Search code examples
javahashnon-deterministic

Is it OK for hashCode to return different values between different runs?


I'm trying to learn the full story behind hashCode. In most implementations hashCode is fully deterministic, like in StringUTF16 class:

public static int hashCode(byte[] value) {
    int h = 0;
    int length = value.length >> 1;
    for (int i = 0; i < length; i++) {
        h = 31 * h + getChar(value, i);
    }
    return h;
}

I think that such implementation is not great: it's easy to construct examples which have the same hashCode. For example, a user of a system can submit exactly the words with the same hashCode for DOS attack. It doesn't work with String, since it implements Comparable (and HashMap is an over-hacked mess), but it won't help with classes which don't implement Comparable.

A better approach seems to use a random factor (instead of 31), so that the user don't know how to construct bad examples (and it also has some theoretical properties), like this:

class ImmutableArray{
    // Note static keyword. It guarantees that for the same run all objects use the same x.
    private static final int x = generateRandomPrime();

    int[] values;

    public int hashCode() {
        int res = 5;
        for (int v : values) {
            res = res * x + v;
        }
        return res;
    }

    ...

}

Now, my question: is there anything bad about this implementation? The only problem I can see is that it will return different hashCodes for different runs of the program, but I can't imagine a concrete scenario where something can go wrong.


Solution

  • It is NOT a requirement that hashCode gives the same values in different JVMs. For example, the HashMap class does not persist the hashCode values of the map's keys when it is serialized.

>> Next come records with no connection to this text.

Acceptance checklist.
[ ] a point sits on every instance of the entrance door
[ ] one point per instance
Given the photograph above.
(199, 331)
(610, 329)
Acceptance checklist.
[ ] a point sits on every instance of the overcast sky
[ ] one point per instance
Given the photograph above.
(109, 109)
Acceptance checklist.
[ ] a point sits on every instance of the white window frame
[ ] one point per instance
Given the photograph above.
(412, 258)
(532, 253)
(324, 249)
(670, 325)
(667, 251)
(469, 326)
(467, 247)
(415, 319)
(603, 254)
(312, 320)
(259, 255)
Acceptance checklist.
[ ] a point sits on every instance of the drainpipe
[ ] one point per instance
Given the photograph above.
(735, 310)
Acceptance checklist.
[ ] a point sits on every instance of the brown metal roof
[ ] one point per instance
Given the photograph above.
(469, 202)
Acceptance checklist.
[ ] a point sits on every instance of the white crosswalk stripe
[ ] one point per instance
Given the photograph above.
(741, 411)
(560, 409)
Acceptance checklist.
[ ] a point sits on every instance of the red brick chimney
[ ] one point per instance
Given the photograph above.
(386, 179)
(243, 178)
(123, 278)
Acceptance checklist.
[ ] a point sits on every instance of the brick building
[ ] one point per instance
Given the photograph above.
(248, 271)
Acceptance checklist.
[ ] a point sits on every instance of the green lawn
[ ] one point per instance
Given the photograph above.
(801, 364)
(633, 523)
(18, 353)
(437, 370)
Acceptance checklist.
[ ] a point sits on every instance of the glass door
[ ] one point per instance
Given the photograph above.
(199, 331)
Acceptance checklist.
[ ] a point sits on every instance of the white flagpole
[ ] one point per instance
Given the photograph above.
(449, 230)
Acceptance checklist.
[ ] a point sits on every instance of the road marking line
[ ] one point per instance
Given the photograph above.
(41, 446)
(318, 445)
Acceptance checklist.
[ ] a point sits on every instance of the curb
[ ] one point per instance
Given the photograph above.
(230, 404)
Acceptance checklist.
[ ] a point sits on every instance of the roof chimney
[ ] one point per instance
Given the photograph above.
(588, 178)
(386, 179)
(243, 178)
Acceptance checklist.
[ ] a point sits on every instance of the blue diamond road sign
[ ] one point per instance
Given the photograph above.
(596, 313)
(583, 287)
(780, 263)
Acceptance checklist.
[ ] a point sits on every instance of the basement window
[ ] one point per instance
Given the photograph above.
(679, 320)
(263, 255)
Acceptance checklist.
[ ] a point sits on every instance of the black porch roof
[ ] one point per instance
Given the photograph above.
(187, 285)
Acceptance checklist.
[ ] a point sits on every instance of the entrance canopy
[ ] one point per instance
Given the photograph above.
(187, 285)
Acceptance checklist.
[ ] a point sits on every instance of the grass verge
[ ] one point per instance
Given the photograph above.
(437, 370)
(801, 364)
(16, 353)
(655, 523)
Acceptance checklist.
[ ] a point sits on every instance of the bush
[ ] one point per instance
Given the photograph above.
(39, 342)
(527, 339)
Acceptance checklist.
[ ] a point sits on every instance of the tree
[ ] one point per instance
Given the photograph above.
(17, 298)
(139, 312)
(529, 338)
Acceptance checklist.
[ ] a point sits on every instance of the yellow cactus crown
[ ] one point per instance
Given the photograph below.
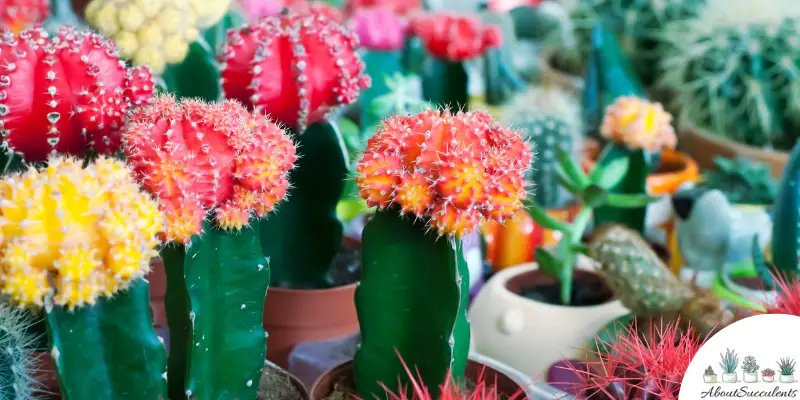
(74, 233)
(149, 32)
(638, 124)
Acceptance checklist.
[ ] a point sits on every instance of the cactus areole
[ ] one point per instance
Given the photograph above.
(297, 68)
(431, 175)
(66, 94)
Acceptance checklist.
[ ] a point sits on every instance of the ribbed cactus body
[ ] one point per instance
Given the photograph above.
(67, 94)
(634, 271)
(297, 68)
(548, 119)
(734, 71)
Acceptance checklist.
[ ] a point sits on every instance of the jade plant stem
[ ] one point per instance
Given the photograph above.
(216, 287)
(411, 302)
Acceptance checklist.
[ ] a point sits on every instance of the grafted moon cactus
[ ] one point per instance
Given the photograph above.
(197, 157)
(430, 175)
(65, 94)
(298, 68)
(17, 15)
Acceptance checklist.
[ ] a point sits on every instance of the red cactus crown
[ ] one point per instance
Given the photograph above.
(298, 68)
(453, 169)
(455, 38)
(196, 157)
(65, 94)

Instead, the hashCode values are recomputed when the map is deserialized.

    The only potential problem I can see is that recomputing the hashCode on each call is inefficient. You can address that by computing it lazily (like String::hashCode does for example).

    But if you implement lazy hashCode calculation, you need to declare the field where you store it as transient. Otherwise, the hashCode value in a de-persisted key instance won't == the hashCode value computed for another instance that is "equal" to the key. (In other words, the hashcode / equals contract is broken!) This will lead to lookup failure.

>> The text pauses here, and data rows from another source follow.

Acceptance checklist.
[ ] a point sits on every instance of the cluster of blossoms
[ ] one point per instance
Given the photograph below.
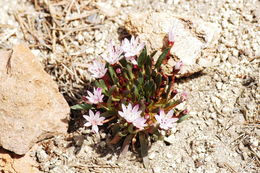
(132, 94)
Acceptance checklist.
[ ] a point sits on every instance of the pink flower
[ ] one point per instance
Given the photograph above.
(165, 120)
(96, 96)
(132, 48)
(98, 69)
(184, 96)
(94, 120)
(114, 53)
(140, 123)
(132, 115)
(178, 65)
(171, 35)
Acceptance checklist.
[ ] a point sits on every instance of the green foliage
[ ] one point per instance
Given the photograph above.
(144, 84)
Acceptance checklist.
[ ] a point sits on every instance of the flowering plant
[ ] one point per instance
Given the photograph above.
(133, 96)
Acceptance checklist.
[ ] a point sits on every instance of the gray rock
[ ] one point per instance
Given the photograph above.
(192, 35)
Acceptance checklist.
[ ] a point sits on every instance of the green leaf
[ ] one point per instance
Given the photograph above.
(144, 149)
(161, 58)
(142, 57)
(125, 146)
(183, 118)
(83, 106)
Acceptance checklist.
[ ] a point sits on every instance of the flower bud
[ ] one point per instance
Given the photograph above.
(178, 66)
(184, 96)
(118, 71)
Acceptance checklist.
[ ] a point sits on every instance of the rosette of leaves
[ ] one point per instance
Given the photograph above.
(144, 84)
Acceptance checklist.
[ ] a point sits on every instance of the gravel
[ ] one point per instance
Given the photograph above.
(222, 134)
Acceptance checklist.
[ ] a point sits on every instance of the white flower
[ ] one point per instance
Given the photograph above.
(132, 115)
(98, 69)
(132, 48)
(96, 96)
(94, 120)
(165, 120)
(115, 53)
(139, 123)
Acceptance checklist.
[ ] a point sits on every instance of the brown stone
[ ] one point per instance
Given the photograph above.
(31, 106)
(12, 163)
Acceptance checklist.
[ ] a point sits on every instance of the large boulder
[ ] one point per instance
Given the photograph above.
(193, 36)
(31, 106)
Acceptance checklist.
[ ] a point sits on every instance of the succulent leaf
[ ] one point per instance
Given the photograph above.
(161, 58)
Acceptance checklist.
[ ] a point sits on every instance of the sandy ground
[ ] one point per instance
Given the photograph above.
(222, 134)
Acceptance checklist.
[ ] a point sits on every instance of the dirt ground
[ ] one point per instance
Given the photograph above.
(223, 131)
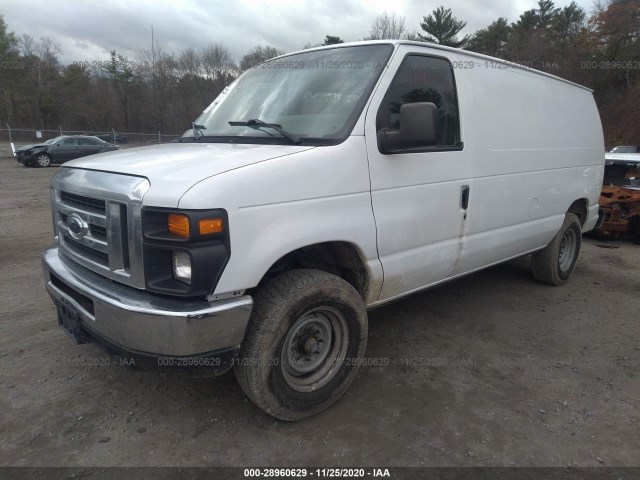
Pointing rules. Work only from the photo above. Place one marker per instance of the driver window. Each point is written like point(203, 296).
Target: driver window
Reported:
point(423, 79)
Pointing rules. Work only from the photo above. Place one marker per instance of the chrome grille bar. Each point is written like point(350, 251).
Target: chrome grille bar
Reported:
point(110, 206)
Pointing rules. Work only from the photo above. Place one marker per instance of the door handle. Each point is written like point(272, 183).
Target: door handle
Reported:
point(464, 197)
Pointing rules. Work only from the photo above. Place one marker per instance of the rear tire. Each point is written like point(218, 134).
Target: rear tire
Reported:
point(304, 343)
point(554, 263)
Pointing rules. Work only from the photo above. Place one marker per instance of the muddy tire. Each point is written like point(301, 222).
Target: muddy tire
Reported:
point(304, 343)
point(554, 263)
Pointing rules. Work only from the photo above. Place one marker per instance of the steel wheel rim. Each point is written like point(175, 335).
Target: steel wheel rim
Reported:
point(567, 251)
point(314, 349)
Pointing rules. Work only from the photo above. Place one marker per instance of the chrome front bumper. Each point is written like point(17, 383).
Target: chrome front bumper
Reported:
point(139, 321)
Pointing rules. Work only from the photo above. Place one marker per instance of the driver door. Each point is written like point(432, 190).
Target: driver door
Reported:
point(420, 197)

    If you do this properly, there should be no problem vis-a-vis serialization of HashMap. For example, you could follow the approach of String::hashCode and use zero as the cached hashCode value which means "the code needs to be calculated" to the hashCode() method.

    (If your key class doesn't have a field to hold a cached hashCode value, the problem with persisting that value doesn't arise.)


    The other thing to note is that modifying the key class to implement Comparable would be another defense against DOS-based attacks. In your example class, the implementation of the compareTo method is simple. Note that the ordering that you implement doesn't need to be semantically meaningful. It just needs to be stable and consistent.